Microsoft does not break out the revenue generated by Bing and Azure OpenAI in its official financial reports, making it difficult to estimate the full extent of the payments involved.
Nevertheless, the leaked documents offer a rare window into one of the hottest companies in the private market — revealing not only how much OpenAI earns, but also how much it spends to operate.
Based on the widely reported 20% revenue-share figure, OpenAI’s estimated revenue was at least $2.5 billion in 2024 and $4.33 billion in the first three quarters of 2025 — though it’s likely higher. Previous reporting from The Information pegged OpenAI’s 2024 revenue at around $4 billion, with $4.3 billion in revenue during the first half of 2025.
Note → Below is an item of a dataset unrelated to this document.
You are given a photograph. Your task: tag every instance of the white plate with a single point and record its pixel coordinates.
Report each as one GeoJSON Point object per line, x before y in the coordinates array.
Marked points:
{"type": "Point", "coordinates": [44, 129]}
OpenAI CEO Sam Altman recently said the company’s revenue is “well more” than reports of $13 billion per year, adding that it expects to end the year with an annualised revenue run rate above $20 billion — and could reach $100 billion by 2027.
According to Zitron’s analysis, OpenAI may have spent roughly $3.8 billion on inference in 2024. That figure reportedly climbed to $8.65 billion in the first nine months of 2025. Inference refers to the compute resources used to run trained AI models to generate responses.
OpenAI has historically relied almost entirely on Microsoft Azure for compute access, but has since expanded to work with CoreWeave, Oracle, and, more recently, AWS and Google Cloud.
Previous reports estimated OpenAI’s total compute expenses at around $5.6 billion for 2024, with its cost of revenue reaching $2.5 billion in the first half of 2025.
A source familiar with the company told TechCrunch that while OpenAI’s training costs are mostly non-cash (paid via credits from Microsoft’s investment), its inference spending is primarily cash-based.
While the leaked numbers don’t present a complete financial picture, they suggest that OpenAI may be spending more on inference than it earns in revenue.
That revelation could further fuel ongoing debates about an AI bubble — raising questions about whether OpenAI’s massive model operations, and by extension those of its competitors, are sustainable amid skyrocketing infrastructure costs and high valuations.